1.5. Les mécanismes clés de la convection en Méditerranée Nord-occidentaleNord-occidentaleNord-occidentale

1.5.3. Rôle de la méso-échelle

Le rôle de la méso-échelle dans la convection profonde a été identifié dans un certain nombre d’études théoriques et expérimentales (Marshall et Schott, 1999). En effet, la dynamique sous-jacente a été étudiée tôt dans l’atmosphère puisque c’est elle qui gouverne les régimes de temps aux moyennes latitudes, et sa représentation dans des modèles d’océan nécessite uniquement l’approximation quasi-géostrophique. Les études méditerranéennes ont principalement porté sur deux aspects : la restratification de l’océan et le spreading des eaux profondes.

1.5.3.1 Restratification de l’océan

On s’intéresse ici au rôle de la méso-échelle dans la restratification de l’océan à toutes les phases de la convection profonde, c’est-à-dire à son rôle dans l’apport de flottabilité en zone de convection. Des considérations théoriques ont tout d’abord permis de caractériser l’impact de structures de méso-échelle générées par des instabilités baroclines sur la convection profonde. Marshall et Schott (1999) prévoient que si le patch convectif est plus grand que Rd, ce qui est le cas dans toutes les zones de convection, alors il se détache en tourbillons de taille L ∼

Rd. Une analyse dimensionnelle permet de conclure qu’il y a compétition entre la convection

d’échelle de temps courte (quelques jours) et l’instabilité barocline d’échelle de temps plus longue (quelques semaines à mois).
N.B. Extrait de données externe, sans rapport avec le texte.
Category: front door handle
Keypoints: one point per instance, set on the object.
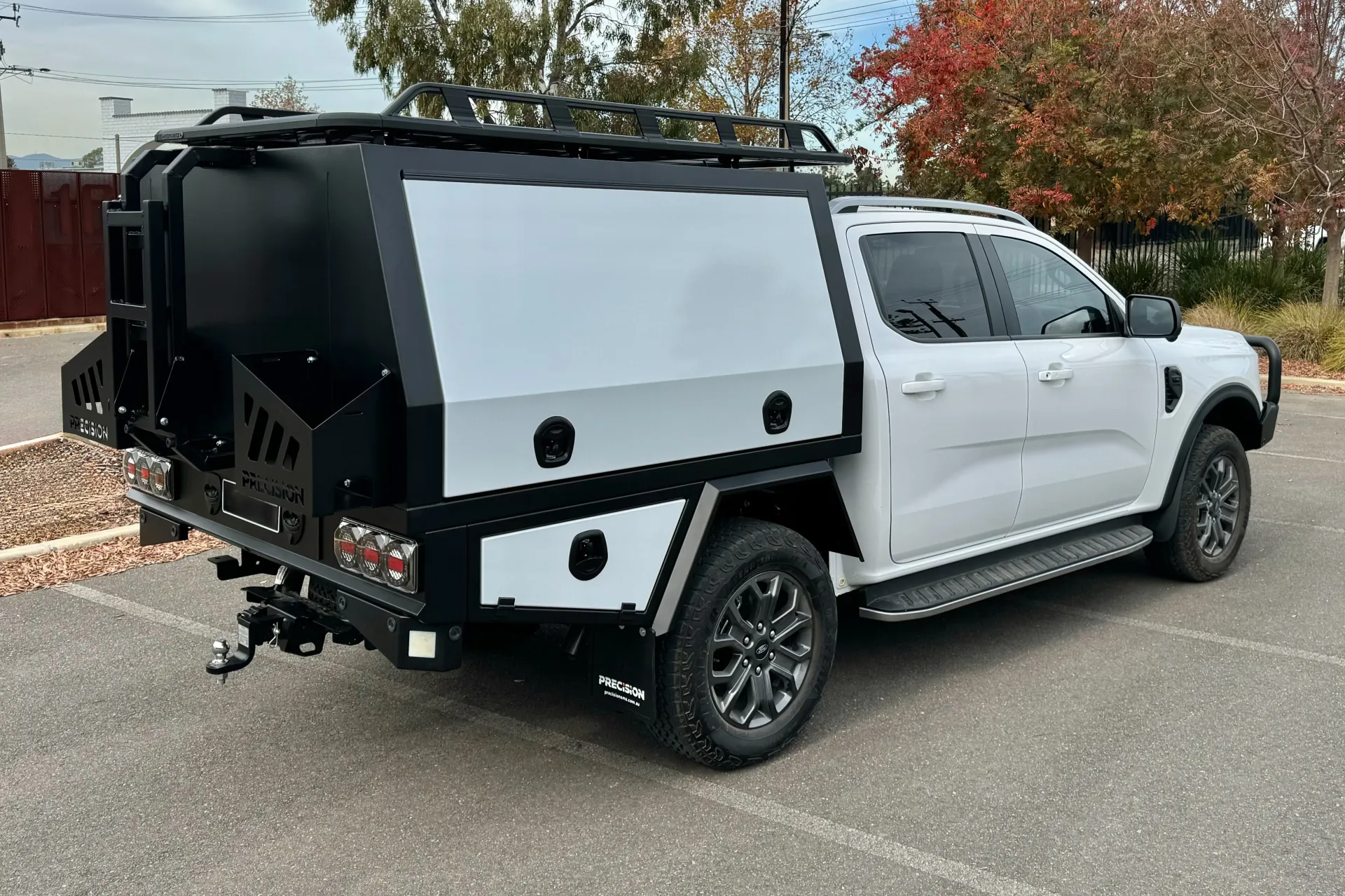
(920, 387)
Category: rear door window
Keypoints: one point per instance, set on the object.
(927, 284)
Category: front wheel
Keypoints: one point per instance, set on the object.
(1215, 502)
(750, 650)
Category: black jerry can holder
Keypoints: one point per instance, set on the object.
(312, 439)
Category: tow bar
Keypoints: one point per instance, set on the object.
(282, 619)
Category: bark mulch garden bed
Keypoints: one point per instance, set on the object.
(120, 555)
(69, 488)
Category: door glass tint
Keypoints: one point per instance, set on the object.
(927, 284)
(1052, 298)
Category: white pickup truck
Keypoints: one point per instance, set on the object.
(444, 378)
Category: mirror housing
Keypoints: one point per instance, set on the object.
(1153, 317)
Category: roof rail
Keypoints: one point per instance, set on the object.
(853, 203)
(560, 127)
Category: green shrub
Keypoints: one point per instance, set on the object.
(1258, 282)
(1302, 330)
(1136, 275)
(1226, 312)
(1308, 266)
(1334, 355)
(1199, 254)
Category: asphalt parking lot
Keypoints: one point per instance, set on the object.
(1108, 732)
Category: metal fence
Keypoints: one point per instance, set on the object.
(1236, 235)
(51, 242)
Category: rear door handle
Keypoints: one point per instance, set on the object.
(920, 387)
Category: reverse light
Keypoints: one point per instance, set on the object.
(150, 473)
(375, 555)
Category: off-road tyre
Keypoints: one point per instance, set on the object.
(1182, 556)
(739, 552)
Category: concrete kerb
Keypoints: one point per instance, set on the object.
(69, 542)
(84, 540)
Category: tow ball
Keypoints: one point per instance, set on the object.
(279, 618)
(256, 626)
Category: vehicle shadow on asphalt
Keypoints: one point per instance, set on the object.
(880, 668)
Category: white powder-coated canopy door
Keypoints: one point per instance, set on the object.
(654, 323)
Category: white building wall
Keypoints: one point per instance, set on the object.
(134, 130)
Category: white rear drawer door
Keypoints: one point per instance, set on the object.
(533, 565)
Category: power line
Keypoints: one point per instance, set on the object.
(62, 136)
(299, 15)
(864, 8)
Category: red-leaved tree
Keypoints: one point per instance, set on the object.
(1048, 106)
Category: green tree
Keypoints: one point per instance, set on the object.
(743, 71)
(286, 95)
(624, 51)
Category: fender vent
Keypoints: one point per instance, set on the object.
(1172, 388)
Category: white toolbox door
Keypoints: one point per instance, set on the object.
(532, 565)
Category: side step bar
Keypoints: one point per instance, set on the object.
(950, 587)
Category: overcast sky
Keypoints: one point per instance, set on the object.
(137, 57)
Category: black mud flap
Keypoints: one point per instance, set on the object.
(160, 530)
(622, 669)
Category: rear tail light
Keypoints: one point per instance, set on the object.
(150, 473)
(345, 541)
(375, 555)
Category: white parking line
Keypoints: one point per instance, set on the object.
(1261, 647)
(694, 783)
(1290, 523)
(1299, 413)
(1276, 454)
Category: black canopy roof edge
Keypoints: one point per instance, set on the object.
(558, 134)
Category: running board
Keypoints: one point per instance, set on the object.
(959, 584)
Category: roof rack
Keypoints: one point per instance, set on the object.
(853, 203)
(560, 132)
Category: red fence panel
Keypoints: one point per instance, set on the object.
(95, 188)
(61, 244)
(51, 242)
(26, 289)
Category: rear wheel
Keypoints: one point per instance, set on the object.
(750, 650)
(1215, 502)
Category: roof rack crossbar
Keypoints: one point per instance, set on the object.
(247, 113)
(459, 100)
(855, 203)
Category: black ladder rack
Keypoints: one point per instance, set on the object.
(558, 134)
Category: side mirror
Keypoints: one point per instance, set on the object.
(1154, 317)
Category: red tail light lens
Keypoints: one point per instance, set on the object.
(345, 544)
(370, 553)
(150, 473)
(375, 555)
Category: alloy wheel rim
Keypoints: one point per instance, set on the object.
(1216, 506)
(761, 649)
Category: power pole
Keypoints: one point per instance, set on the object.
(785, 64)
(4, 70)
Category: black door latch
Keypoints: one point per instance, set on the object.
(775, 412)
(588, 555)
(555, 441)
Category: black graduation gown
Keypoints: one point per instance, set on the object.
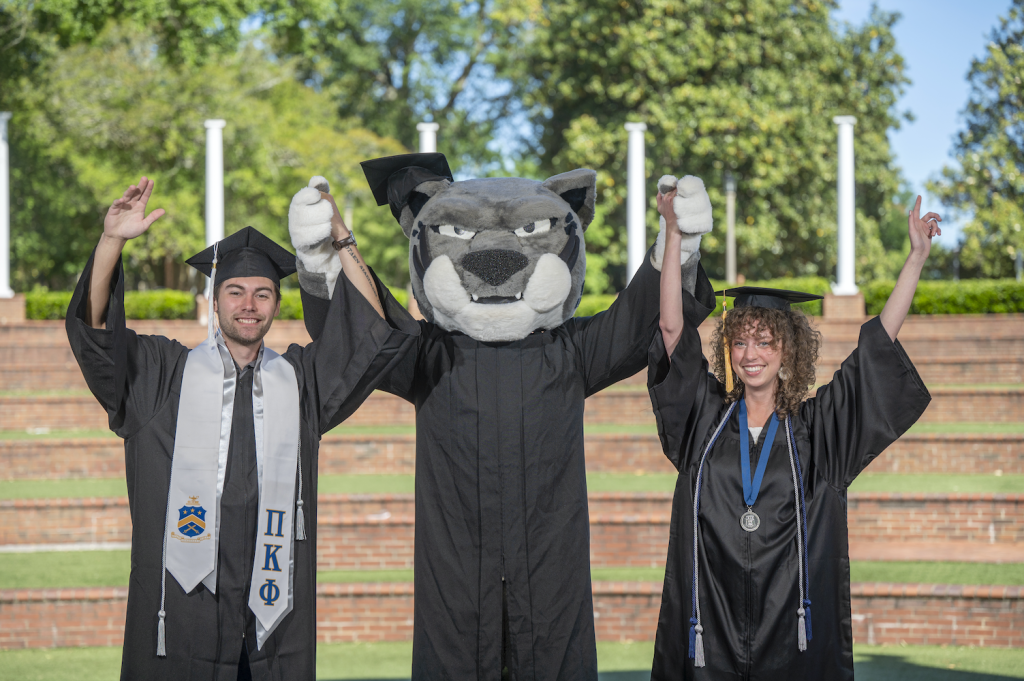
(749, 581)
(501, 487)
(137, 380)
Marshall et Schott (1999) estiment à quelques jours le temps de développement des instabilités baroclines à partir d’une simulation idéalisée en chenal.

Des expériences de laboratoire (Visbeck et al., 1996) ont montré qu’à cette échelle de temps plus longue, les tourbillons baroclines peuvent conduire à un arrêt de la convection profonde.

Similairement, Madec et al. (1991) analysent des simulations idéalisées de la convection en Méditerranée nord-occidentale et ils trouvent que la méso-échelle limite la profondeur maximale atteinte par la couche mélangée pendant la convection profonde. Ils identifient un transfert d’énergie potentielle en énergie cinétique de méso-échelle, qui devient comparable à celle de grande échelle au printemps, pendant la phase restratification. C’est donc au cours de cette phase que la méso-échelle impacte le plus la dynamique des zones de convection.

Aux échelles de temps plus longues, Spall (2011) montre à partir d’une simulation idéalisée de mer semi-fermée que les flux turbulents par la méso-échelle équilibrent les flux de surface dans l’intérieur du bassin, de telle sorte que leur intensité relative détermine l’existence ou non de convection profonde. En revanche, à notre connaissance aucune simulation n’a été menée aux échelles climatiques en Méditerranée pour étudier son rôle sur les équilibres des zones de convection.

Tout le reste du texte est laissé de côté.